Quick Reference — Full Compliance Calendar
| Deadline | Filing | Authority | Who Must File |
|---|---|---|---|
| 31 May | Form 10BD (donation statement) | IT portal | All RNPO with Section 354 donations received |
| 31 May | Form 114 (donor certificates) | Issued to donors | All RNPO with Section 354 donations |
| 30 June | FC-4 (FCRA annual return) | fcraonline.nic.in | All FCRA-registered organisations |
| 30 September | Form 10B or 10BB (CA audit report) | IT portal (CA uploads) | All RNPO above Rs. 2.5 lakh income (or any FCRA receipt) |
| 31 October | ITR-7 | IT portal | All RNPO — no exceptions |
| Within 30 days | DARPAN profile update | ngodarpan.gov.in | Any change in key details |
| Within 30 days | FC-6 (FCRA change intimation) | fcraonline.nic.in | Any change in key functionaries, bank, or address (FCRA) |
| 6 months before expiry | Form 10AB (RNPO renewal) | IT portal | All RNPO before expiry |
| 6 months before expiry | FC-3C (FCRA renewal) | fcraonline.nic.in | All FCRA organisations before expiry |
State-Specific Compliance for Odisha
Odisha does NOT have a separate Public Trust Act. Unlike Maharashtra (Maharashtra Public Trusts Act), Gujarat (Gujarat Public Trusts Act), or Rajasthan, Odisha trusts are governed by the Indian Trusts Act, 1882 for substance and the Registration Act, 1908 for registration. There is no Charity Commissioner in Odisha requiring separate annual filings.

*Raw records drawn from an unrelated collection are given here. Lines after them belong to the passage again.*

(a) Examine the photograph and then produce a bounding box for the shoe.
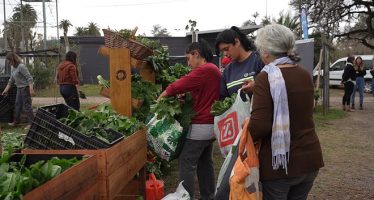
[8,122,18,127]
[360,105,363,110]
[351,104,355,110]
[342,105,346,111]
[24,124,31,130]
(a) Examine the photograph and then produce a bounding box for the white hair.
[255,23,297,59]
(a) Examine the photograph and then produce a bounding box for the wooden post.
[98,46,132,117]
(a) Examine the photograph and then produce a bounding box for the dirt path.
[32,96,108,106]
[309,90,374,199]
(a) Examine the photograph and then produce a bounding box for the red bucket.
[146,173,164,200]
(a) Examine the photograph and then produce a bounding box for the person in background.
[350,56,366,110]
[221,56,231,68]
[214,26,264,200]
[1,52,34,130]
[158,40,221,200]
[342,56,356,112]
[249,23,324,200]
[57,51,81,111]
[215,26,264,99]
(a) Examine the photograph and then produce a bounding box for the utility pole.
[20,0,25,51]
[56,0,59,45]
[42,0,47,50]
[298,0,303,39]
[2,0,7,50]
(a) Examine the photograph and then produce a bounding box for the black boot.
[360,104,363,110]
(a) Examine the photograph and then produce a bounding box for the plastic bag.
[162,181,190,200]
[229,119,262,200]
[214,89,251,157]
[147,116,184,162]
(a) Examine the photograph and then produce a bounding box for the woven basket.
[102,29,153,60]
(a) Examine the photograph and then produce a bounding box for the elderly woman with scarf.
[249,23,324,200]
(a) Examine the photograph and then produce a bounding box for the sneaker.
[8,122,18,126]
[24,124,31,130]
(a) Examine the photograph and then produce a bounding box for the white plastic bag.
[214,89,251,157]
[162,181,190,200]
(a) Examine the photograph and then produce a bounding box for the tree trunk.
[64,33,70,53]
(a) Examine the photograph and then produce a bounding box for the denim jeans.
[351,77,364,106]
[14,86,34,124]
[59,84,80,111]
[262,171,319,200]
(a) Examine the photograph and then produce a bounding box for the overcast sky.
[1,0,294,39]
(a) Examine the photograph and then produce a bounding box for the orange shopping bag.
[229,118,262,200]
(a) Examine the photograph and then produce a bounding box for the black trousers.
[342,81,354,105]
[60,84,80,111]
[14,86,34,124]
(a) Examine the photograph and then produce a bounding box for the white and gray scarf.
[261,56,293,174]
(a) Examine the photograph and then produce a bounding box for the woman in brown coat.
[249,23,324,200]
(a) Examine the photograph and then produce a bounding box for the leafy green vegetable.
[0,155,79,199]
[59,104,144,142]
[157,63,191,89]
[97,75,110,88]
[210,93,237,116]
[1,132,26,152]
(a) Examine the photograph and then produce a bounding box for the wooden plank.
[24,155,98,200]
[109,48,132,117]
[75,182,100,200]
[108,146,147,199]
[22,130,146,200]
[106,129,146,175]
[140,62,155,83]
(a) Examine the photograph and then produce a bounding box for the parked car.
[313,55,373,93]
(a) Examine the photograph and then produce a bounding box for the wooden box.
[22,129,147,200]
[14,154,99,200]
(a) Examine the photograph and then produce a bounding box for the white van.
[313,55,373,93]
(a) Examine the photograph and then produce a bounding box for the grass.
[313,106,346,126]
[35,84,102,97]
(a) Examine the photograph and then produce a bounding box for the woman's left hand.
[29,87,35,97]
[241,80,255,93]
[157,91,168,102]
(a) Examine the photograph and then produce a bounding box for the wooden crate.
[22,129,147,200]
[20,154,99,200]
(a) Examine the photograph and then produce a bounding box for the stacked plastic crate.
[0,76,16,122]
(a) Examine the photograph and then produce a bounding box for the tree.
[59,19,72,52]
[242,12,260,26]
[275,11,300,37]
[290,0,374,49]
[74,27,87,36]
[87,22,101,36]
[151,24,170,37]
[73,23,101,36]
[185,19,199,32]
[5,3,37,51]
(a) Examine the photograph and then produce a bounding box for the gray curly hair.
[255,23,300,62]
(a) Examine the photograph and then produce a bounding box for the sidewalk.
[32,96,109,106]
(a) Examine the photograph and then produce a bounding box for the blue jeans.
[59,84,80,111]
[14,86,34,124]
[351,77,364,106]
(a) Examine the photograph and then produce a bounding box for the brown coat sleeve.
[249,71,273,142]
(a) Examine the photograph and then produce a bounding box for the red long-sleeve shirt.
[165,63,221,124]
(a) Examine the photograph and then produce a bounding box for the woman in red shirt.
[57,51,80,110]
[158,40,221,200]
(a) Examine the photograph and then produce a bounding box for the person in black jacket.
[342,56,356,111]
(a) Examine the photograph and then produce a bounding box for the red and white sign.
[217,111,239,147]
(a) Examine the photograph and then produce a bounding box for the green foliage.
[28,59,56,90]
[211,93,237,116]
[1,132,26,152]
[150,47,170,73]
[59,104,144,141]
[0,154,79,199]
[136,36,161,50]
[157,63,191,89]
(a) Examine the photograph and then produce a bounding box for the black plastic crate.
[0,94,10,114]
[0,109,13,123]
[24,104,125,150]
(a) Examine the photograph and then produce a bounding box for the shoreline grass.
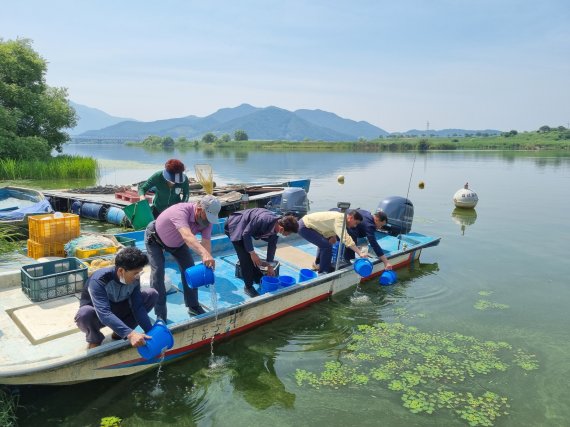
[108,129,570,152]
[0,155,98,180]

This means: For an Odisha public charitable trust, the annual compliance obligations are:
- Accounts maintenance (ongoing)
- CA audit (by 30 September)
- ITR-7 (by 31 October)
- Form 10BD and Form 114 if you have Section 354 donations (by 31 May)

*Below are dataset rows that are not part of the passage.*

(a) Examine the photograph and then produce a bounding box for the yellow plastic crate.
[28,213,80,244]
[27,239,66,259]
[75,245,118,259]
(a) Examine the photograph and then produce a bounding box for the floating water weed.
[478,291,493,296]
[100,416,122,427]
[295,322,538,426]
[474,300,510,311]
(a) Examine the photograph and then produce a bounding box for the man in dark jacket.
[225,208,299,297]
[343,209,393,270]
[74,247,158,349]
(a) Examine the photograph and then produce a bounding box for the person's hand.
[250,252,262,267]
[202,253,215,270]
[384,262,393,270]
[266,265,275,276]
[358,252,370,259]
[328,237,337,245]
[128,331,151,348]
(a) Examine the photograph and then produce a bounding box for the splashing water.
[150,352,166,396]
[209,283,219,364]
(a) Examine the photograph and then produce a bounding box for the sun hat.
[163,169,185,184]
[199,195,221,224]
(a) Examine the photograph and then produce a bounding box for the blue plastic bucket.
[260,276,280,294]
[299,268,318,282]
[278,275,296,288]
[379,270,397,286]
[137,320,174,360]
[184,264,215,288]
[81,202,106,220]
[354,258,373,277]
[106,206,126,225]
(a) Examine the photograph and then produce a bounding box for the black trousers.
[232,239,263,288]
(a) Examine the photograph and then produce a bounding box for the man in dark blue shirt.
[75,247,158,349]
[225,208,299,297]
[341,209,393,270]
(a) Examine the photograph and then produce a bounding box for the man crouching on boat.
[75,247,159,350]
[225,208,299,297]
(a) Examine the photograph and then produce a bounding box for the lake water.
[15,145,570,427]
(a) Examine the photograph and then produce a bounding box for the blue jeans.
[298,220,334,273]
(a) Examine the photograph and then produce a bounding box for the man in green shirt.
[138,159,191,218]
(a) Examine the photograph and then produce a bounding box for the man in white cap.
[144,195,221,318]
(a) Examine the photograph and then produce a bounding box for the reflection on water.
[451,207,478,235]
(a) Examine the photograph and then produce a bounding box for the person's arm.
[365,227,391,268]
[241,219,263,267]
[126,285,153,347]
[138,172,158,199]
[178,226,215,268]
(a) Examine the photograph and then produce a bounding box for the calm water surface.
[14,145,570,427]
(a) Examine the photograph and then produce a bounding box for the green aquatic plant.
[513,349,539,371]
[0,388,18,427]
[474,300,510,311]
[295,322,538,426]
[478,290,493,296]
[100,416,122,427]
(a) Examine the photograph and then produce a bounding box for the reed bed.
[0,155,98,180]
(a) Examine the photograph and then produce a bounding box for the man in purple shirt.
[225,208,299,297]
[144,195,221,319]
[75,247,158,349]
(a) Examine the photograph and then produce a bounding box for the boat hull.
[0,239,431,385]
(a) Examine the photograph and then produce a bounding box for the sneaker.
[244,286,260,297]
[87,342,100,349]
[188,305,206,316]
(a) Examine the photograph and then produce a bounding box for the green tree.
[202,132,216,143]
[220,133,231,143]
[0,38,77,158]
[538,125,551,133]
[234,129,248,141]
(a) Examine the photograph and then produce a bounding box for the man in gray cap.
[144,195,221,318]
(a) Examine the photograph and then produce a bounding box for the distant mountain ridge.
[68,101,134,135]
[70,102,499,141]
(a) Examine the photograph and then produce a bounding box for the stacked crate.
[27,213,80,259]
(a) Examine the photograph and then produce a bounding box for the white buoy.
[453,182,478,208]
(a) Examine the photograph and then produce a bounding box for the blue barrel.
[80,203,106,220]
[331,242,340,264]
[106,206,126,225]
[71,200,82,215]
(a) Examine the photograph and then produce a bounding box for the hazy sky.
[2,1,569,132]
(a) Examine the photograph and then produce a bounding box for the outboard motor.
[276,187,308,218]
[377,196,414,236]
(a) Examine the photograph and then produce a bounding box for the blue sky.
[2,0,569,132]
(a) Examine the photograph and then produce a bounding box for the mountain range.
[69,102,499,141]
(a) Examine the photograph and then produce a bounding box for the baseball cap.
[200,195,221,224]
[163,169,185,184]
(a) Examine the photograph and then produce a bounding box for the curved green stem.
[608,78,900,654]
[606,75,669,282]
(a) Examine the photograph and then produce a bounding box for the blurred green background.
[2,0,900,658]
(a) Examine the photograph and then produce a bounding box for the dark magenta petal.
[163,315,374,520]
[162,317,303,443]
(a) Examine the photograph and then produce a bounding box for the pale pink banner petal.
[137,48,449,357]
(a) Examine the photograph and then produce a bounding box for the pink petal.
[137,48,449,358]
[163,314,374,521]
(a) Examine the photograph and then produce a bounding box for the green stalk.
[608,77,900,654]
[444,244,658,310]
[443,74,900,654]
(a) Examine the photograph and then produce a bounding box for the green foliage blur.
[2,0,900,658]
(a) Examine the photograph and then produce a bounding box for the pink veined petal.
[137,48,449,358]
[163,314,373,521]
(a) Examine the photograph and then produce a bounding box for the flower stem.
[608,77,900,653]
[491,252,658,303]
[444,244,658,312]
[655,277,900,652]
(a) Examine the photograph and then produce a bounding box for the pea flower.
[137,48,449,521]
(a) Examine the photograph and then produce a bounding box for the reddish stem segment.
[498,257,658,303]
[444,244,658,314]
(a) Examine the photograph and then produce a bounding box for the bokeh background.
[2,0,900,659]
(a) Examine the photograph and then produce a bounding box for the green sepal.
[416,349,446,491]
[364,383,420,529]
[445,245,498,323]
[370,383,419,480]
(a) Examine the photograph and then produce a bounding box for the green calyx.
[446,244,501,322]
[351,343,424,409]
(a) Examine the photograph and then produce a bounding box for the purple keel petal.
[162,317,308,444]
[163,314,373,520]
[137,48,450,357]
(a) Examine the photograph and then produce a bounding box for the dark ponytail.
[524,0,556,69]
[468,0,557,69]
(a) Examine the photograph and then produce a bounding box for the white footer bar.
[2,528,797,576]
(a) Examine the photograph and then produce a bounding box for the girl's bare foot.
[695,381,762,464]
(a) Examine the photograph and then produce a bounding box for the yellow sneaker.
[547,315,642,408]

- FCRA annual return if applicable (by 30 June)
- DARPAN profile updates as changes occur
There are no separate state-level charity compliance filings in Odisha — which makes Odisha one of the simpler states for trust compliance.

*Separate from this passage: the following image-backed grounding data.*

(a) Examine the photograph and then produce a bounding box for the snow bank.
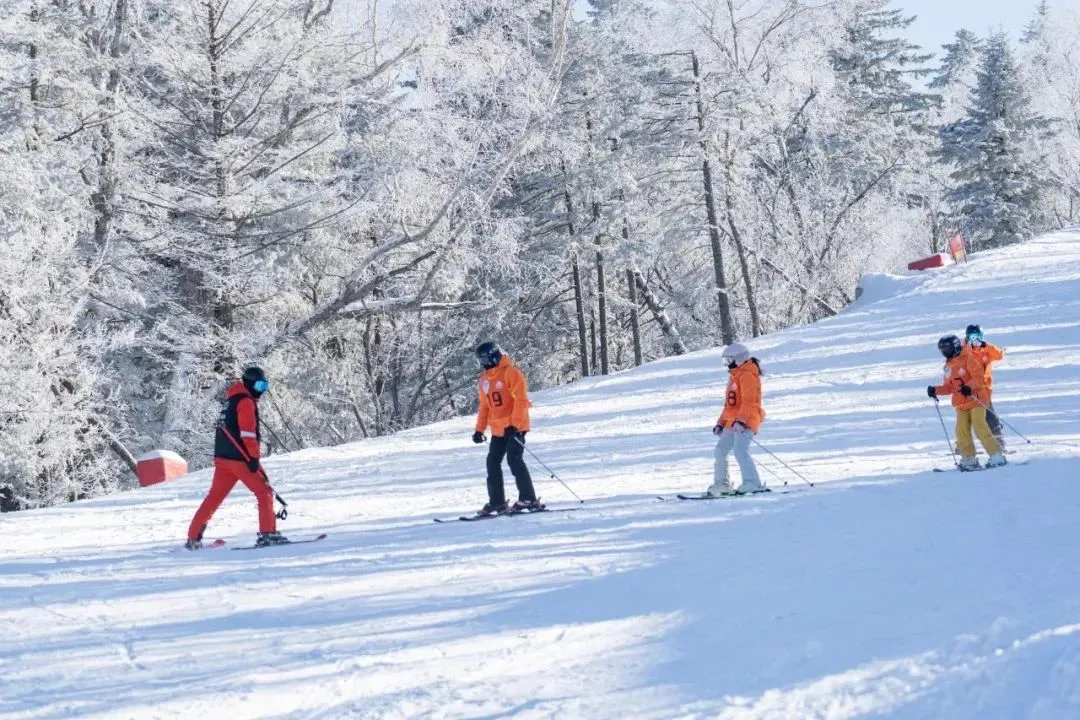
[854,271,926,305]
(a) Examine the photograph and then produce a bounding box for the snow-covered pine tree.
[830,1,938,121]
[1022,0,1052,64]
[930,30,983,112]
[938,33,1051,249]
[911,29,985,252]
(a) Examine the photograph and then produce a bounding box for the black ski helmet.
[475,341,502,370]
[937,335,962,360]
[965,324,983,341]
[241,366,269,397]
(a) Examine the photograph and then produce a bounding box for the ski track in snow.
[4,232,1080,718]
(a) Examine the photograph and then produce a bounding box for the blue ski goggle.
[253,379,269,393]
[967,331,984,343]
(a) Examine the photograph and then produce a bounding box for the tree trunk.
[593,202,609,375]
[90,0,127,250]
[28,4,43,107]
[721,132,761,337]
[563,171,591,377]
[571,257,591,377]
[627,267,642,366]
[589,307,598,374]
[691,50,736,345]
[632,268,687,356]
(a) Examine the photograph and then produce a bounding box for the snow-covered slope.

The 85% Rule — Practical Planning Through the Year
The 85% application rule is the central compliance discipline for every RNPO. Here is how to plan for it through the year:
Q1 (April-June): Programme expenditure should begin in Q1. The first quarter sets the pace for annual spending.
Q2 (July-September): By end of Q2, you should have spent at least 40-45% of expected annual income. If you are behind, review whether grant payments have been delayed and plan deployment acceleration.
Q3 (October-December): By end of Q3, target 65-70% of expected income deployed. If a large grant arrives in Q3, ensure programme work to absorb it is already planned.
Q4 (January-March): Final quarter — ensure 85% threshold is met by 31 March. If you are short, consider paying out legitimate committed programme expenditures before year-end, or file Form 10 for accumulation by the ITR due date (31 October).
Corpus donations are excluded from the 85% calculation. If a donor specifies in writing that their donation is "to the corpus of the trust," this amount goes to your balance sheet (corpus fund) and does not count as regular income — freeing you from the 85% application obligation on that amount. This is a legitimate tool for building a financial reserve.
Last verified: June 2026. All deadlines reflect the Income Tax Act, 2025 (effective 1 April 2026) and applicable FCRA rules. Odisha has no separate Public Trusts Act — annual compliance for Odisha trusts does not include Charity Commissioner filings. Dates are for the financial year ending 31 March — apply one year forward to get the calendar year deadline.